Methylation of Adjacent CpG Sites Affects Sp1/Sp3 Binding and Activity in the p21Cip1 Promoter
Wei-Guo Zhu,1 Kanur Srinivasan,1 Zunyan Dai,2,3 Wenrui Duan,1 Lawrence J. Druhan,1 Haiming Ding,1 Lisa Yee,4 Miguel A. Villalona-Calero,1 Christoph Plass,3 and Gregory A. Otterson1*
Division of Hematology/Oncology, Department of Internal Medicine,1
Department of Pathology,2
Division of Human Cancer Genetics, Department of Molecular Virology, Immunology, and Medical Genetics,3
Department of Surgery, The Ohio State University-Comprehensive Cancer Center, Columbus, Ohio 432104
Received 10 January 2003/
Returned for modification 18 February 2003/
Accepted 21 March 2003
DNA methylation in the promoter of certain genes is associated with transcriptional silencing. Methylation affects gene expression directly by interfering with transcription factor binding and/or indirectly by recruiting histone deacetylases through methyl-DNA-binding proteins. In this study, we demonstrate that the human lung cancer cell line H719 lacks p53-dependent and -independent p21Cip1 expression. p53 response to treatment with gamma irradiation or etoposide is lost due to a mutation at codon 242 of p53 (C
W). Treatment with depsipeptide, an inhibitor of histone deacetylase, was unable to induce p53-independent p21Cip1 expression because the promoter of p21Cip1 in these cells is hypermethylated. By analyzing luciferase activity of transfected p21Cip1 promoter vectors, we demonstrate that depsipeptide functions on Sp1-binding sites to induce p21Cip1 expression. We hypothesize that hypermethylation may interfere with Sp1/Sp3 binding. By using an electrophoretic mobility shift assay, we show that, although methylation within the consensus Sp1-binding site did not reduce Sp1/Sp3 binding, methylation outside of the consensus Sp1 element induced a significant decrease in Sp1/Sp3 binding. Depsipeptide induced p21Cip1 expression was reconstituted when cells were pretreated with 5-aza-2'-deoxycytidine. Our data suggest, for the first time, that hypermethylation around the consensus Sp1-binding sites may directly reduce Sp1/Sp3 binding, therefore leading to a reduced p21Cip1 expression in response to depsipeptide treatment.

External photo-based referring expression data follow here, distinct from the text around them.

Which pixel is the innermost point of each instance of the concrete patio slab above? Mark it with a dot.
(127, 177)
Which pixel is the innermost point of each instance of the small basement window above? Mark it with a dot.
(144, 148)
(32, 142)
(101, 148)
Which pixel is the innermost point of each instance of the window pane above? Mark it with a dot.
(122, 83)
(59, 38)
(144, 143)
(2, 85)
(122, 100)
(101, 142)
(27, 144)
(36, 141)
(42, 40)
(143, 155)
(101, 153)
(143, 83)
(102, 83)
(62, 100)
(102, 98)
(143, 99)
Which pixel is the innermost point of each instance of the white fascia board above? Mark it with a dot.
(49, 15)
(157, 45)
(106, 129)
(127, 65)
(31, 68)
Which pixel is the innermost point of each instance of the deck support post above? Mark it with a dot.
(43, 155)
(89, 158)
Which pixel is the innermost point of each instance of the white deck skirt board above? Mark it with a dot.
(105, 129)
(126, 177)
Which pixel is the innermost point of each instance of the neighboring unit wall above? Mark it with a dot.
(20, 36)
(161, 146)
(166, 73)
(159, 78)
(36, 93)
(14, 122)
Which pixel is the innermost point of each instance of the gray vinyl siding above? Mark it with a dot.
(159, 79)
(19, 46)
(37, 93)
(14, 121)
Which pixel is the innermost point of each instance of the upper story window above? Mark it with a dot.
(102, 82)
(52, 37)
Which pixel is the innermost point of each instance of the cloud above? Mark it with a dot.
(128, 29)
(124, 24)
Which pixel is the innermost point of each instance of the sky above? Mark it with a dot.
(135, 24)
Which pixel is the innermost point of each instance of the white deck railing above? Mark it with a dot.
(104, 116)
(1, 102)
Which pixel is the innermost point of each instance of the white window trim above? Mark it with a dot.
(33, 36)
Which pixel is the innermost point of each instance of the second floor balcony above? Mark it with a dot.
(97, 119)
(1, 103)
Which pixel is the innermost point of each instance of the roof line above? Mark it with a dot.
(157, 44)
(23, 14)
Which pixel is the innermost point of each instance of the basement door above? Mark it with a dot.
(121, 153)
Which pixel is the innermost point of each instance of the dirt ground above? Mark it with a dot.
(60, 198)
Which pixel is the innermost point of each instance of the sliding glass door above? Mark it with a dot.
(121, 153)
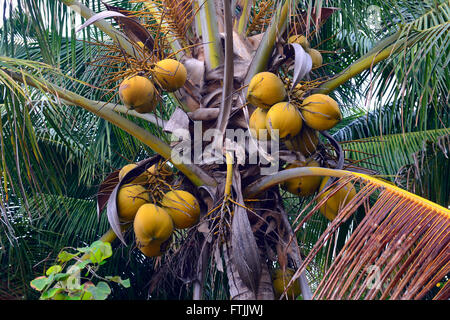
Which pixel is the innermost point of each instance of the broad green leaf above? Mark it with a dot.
(101, 291)
(65, 256)
(61, 276)
(40, 283)
(50, 293)
(125, 283)
(53, 269)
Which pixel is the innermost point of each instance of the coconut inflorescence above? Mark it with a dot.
(316, 58)
(301, 40)
(170, 74)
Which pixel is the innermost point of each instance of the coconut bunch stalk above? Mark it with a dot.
(243, 228)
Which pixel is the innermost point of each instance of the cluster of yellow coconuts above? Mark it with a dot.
(139, 93)
(268, 94)
(298, 128)
(154, 224)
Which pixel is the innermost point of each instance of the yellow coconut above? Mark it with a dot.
(265, 89)
(316, 57)
(152, 249)
(183, 207)
(152, 223)
(320, 112)
(280, 281)
(257, 122)
(301, 40)
(141, 179)
(298, 91)
(138, 93)
(157, 169)
(170, 74)
(286, 118)
(129, 199)
(305, 142)
(331, 208)
(303, 186)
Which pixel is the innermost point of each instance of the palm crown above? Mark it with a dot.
(61, 175)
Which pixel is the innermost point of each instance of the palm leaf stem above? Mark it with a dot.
(277, 26)
(269, 181)
(210, 34)
(106, 27)
(365, 62)
(226, 102)
(193, 173)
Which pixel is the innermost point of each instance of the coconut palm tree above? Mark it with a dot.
(66, 133)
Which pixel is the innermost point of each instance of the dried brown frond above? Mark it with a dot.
(399, 250)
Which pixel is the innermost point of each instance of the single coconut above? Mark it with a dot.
(183, 207)
(129, 199)
(338, 200)
(152, 223)
(170, 74)
(257, 122)
(303, 186)
(286, 118)
(138, 93)
(305, 142)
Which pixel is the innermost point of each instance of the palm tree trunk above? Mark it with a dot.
(238, 290)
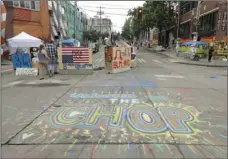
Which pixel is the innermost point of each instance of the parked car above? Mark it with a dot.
(133, 58)
(97, 46)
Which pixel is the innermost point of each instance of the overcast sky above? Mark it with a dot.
(110, 8)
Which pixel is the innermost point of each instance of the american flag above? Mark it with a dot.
(77, 55)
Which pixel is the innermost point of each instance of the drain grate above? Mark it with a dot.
(43, 85)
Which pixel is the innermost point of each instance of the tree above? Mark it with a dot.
(115, 36)
(157, 14)
(104, 35)
(126, 30)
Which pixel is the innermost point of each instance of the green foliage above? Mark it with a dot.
(115, 36)
(127, 31)
(104, 35)
(154, 14)
(91, 35)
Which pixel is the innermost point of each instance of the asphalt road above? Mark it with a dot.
(159, 109)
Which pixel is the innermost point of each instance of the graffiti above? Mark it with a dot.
(104, 96)
(142, 119)
(26, 71)
(21, 60)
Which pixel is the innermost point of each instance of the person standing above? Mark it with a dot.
(52, 53)
(211, 51)
(43, 62)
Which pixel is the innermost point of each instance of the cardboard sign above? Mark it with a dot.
(21, 60)
(118, 59)
(26, 71)
(75, 59)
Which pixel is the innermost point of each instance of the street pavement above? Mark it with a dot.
(182, 59)
(98, 59)
(159, 109)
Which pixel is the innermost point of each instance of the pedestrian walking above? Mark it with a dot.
(43, 62)
(211, 51)
(51, 49)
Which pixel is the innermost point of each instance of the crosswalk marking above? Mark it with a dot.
(141, 60)
(156, 61)
(169, 76)
(12, 84)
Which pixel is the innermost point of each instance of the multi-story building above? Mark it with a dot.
(211, 26)
(79, 26)
(69, 18)
(84, 21)
(28, 16)
(102, 25)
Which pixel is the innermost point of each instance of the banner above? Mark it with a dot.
(75, 58)
(21, 60)
(117, 59)
(26, 72)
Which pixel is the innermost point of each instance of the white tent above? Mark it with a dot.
(24, 40)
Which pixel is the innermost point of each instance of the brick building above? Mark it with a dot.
(212, 26)
(31, 17)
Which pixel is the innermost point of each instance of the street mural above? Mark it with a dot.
(128, 118)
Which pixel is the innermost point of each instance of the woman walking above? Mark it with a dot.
(211, 51)
(43, 62)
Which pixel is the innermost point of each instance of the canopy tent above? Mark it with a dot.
(68, 41)
(189, 43)
(24, 40)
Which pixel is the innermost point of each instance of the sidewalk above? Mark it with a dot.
(6, 68)
(183, 60)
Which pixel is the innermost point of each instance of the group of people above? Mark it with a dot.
(46, 59)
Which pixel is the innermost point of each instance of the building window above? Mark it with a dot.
(186, 6)
(33, 5)
(185, 29)
(22, 4)
(208, 22)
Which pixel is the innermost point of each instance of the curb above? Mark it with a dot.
(198, 64)
(4, 72)
(159, 52)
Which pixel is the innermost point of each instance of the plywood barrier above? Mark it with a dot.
(117, 59)
(75, 60)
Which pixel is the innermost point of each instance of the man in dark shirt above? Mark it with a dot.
(52, 53)
(211, 51)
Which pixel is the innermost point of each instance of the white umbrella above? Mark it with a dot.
(24, 40)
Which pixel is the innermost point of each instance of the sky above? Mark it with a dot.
(110, 8)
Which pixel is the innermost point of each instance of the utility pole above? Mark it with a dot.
(75, 16)
(100, 20)
(100, 13)
(197, 17)
(178, 19)
(58, 18)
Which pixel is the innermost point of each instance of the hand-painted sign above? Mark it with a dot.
(118, 59)
(75, 58)
(26, 71)
(21, 60)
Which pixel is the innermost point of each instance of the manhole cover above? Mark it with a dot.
(42, 85)
(57, 106)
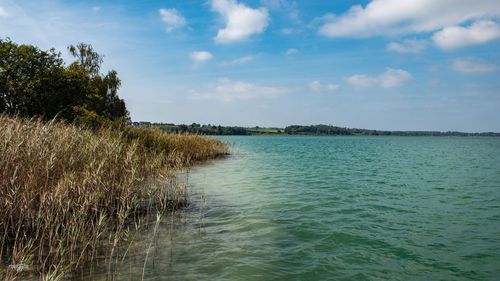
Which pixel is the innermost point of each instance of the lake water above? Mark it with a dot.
(335, 208)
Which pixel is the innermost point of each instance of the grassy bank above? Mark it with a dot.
(69, 194)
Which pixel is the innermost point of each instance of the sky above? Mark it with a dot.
(379, 64)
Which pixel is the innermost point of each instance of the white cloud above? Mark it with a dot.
(241, 21)
(3, 13)
(394, 77)
(472, 65)
(201, 56)
(407, 46)
(229, 90)
(315, 86)
(455, 37)
(391, 17)
(242, 60)
(318, 87)
(332, 87)
(389, 79)
(289, 7)
(360, 80)
(291, 52)
(172, 19)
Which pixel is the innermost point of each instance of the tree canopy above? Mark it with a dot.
(38, 83)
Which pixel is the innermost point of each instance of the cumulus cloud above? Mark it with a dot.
(289, 7)
(318, 87)
(172, 19)
(200, 56)
(391, 17)
(361, 80)
(241, 21)
(3, 12)
(472, 65)
(315, 86)
(407, 46)
(229, 90)
(389, 79)
(291, 52)
(455, 37)
(332, 87)
(242, 60)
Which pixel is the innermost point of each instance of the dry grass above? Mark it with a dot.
(63, 189)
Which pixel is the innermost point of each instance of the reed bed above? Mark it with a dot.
(69, 194)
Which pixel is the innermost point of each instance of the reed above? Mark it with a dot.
(64, 189)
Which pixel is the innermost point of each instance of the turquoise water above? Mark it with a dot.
(337, 208)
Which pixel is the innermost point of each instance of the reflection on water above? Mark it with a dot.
(315, 208)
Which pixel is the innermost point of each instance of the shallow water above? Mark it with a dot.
(337, 208)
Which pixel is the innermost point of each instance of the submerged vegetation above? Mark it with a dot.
(75, 176)
(64, 189)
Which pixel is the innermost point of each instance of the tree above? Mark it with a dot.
(38, 83)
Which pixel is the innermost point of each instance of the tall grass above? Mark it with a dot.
(64, 189)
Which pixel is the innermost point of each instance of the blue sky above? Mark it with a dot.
(380, 64)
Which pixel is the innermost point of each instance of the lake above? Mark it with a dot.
(335, 208)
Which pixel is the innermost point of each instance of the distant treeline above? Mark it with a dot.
(334, 130)
(318, 130)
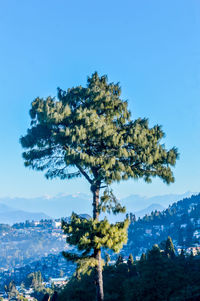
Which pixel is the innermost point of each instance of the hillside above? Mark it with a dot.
(9, 215)
(181, 221)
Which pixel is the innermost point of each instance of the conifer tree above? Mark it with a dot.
(130, 261)
(88, 131)
(107, 259)
(169, 248)
(119, 260)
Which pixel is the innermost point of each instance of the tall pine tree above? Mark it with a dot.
(88, 131)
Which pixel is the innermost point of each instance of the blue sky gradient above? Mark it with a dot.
(151, 47)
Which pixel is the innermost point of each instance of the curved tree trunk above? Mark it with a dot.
(97, 252)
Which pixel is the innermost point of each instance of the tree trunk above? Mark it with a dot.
(97, 252)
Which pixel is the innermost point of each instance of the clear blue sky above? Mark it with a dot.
(151, 47)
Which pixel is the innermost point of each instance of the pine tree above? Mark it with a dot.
(169, 248)
(130, 261)
(119, 260)
(88, 131)
(107, 259)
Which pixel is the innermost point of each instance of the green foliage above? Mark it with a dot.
(90, 129)
(169, 248)
(91, 234)
(158, 278)
(109, 203)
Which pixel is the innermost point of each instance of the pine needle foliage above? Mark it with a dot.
(88, 131)
(89, 128)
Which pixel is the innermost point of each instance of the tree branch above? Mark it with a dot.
(84, 173)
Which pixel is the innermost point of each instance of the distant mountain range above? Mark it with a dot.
(10, 215)
(21, 209)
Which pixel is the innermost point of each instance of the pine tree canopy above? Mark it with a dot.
(91, 234)
(88, 131)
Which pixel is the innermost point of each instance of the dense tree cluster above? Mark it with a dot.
(158, 276)
(88, 131)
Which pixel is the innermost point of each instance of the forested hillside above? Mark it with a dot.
(181, 221)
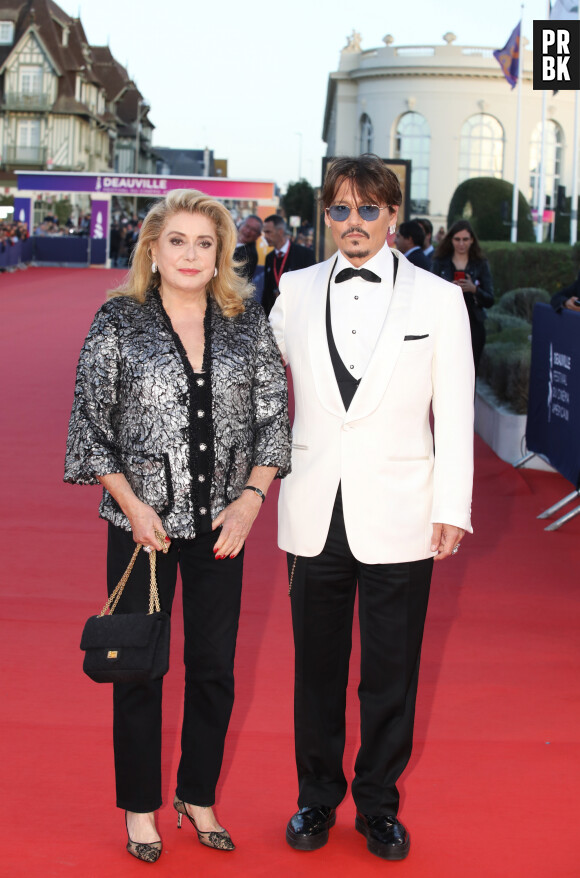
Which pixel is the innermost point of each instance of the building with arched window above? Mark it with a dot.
(449, 110)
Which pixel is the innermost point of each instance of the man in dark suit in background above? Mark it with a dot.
(246, 252)
(409, 240)
(286, 256)
(428, 248)
(568, 297)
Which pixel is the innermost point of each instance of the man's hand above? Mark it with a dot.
(445, 538)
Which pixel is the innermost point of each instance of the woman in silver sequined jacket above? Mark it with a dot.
(180, 412)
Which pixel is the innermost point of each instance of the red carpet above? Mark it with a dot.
(492, 788)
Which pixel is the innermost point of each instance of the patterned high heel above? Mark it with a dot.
(148, 852)
(221, 841)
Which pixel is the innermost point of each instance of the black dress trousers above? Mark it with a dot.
(392, 608)
(211, 610)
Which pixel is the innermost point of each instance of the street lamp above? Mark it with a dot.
(299, 134)
(142, 107)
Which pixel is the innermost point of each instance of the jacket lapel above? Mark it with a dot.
(380, 368)
(322, 370)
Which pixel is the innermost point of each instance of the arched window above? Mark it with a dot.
(366, 134)
(553, 159)
(481, 148)
(413, 141)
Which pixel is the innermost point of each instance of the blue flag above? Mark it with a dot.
(508, 58)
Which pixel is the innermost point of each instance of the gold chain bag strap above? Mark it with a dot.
(128, 647)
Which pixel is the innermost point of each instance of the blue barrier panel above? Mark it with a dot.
(12, 254)
(55, 249)
(98, 251)
(27, 250)
(553, 426)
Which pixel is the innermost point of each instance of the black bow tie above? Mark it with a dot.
(347, 273)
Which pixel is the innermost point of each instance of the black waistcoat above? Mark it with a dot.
(347, 383)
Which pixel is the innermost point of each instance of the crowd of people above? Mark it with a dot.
(12, 232)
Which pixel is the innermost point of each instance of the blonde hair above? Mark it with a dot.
(228, 288)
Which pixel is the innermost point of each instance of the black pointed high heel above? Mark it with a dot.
(221, 841)
(148, 852)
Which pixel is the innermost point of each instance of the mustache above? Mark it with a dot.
(356, 229)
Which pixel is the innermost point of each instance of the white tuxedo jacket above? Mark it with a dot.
(394, 486)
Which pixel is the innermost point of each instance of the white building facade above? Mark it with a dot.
(450, 110)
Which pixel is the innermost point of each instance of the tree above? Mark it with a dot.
(299, 201)
(487, 204)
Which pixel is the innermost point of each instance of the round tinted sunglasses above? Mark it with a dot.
(367, 212)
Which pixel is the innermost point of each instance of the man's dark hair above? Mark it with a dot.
(368, 174)
(426, 225)
(414, 231)
(253, 216)
(276, 220)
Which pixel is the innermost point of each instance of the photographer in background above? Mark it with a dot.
(568, 298)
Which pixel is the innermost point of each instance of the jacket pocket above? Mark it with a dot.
(150, 479)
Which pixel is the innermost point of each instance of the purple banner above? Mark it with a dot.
(22, 210)
(143, 185)
(99, 219)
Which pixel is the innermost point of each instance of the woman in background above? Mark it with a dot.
(460, 260)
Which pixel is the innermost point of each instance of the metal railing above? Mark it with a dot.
(25, 155)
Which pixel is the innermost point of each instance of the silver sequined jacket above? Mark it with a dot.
(131, 410)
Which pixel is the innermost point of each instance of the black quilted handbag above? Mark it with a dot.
(127, 647)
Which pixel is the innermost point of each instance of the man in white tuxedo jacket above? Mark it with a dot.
(373, 498)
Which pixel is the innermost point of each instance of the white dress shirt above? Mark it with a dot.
(358, 309)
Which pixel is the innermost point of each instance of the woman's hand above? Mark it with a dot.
(236, 521)
(143, 519)
(146, 524)
(466, 284)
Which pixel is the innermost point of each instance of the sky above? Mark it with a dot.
(249, 80)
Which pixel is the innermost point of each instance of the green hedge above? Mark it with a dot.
(547, 266)
(487, 204)
(505, 362)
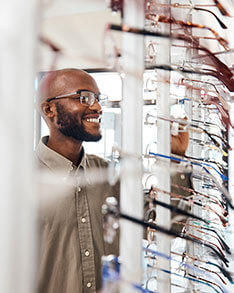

* Corresponding author. Mailing address: Division of Hematology and Oncology, Department of Internal Medicine, The Ohio State University, Room B415, Starling Loving Hall, 320 West 10th Ave., Columbus, OH 43210-1240. Phone: (614) 293-6786. Fax: (614) 293-7529. E-mail:
otterson-1{at}medctr.osu.edu.
Molecular and Cellular Biology, June 2003, p. 4056-4065, Vol. 23, No. 12
0022-538X/03/$08.00+0 DOI: 10.1128/MCB.23.12.4056-4065.2003
Copyright © 2003, American Society for Microbiology. All Rights Reserved.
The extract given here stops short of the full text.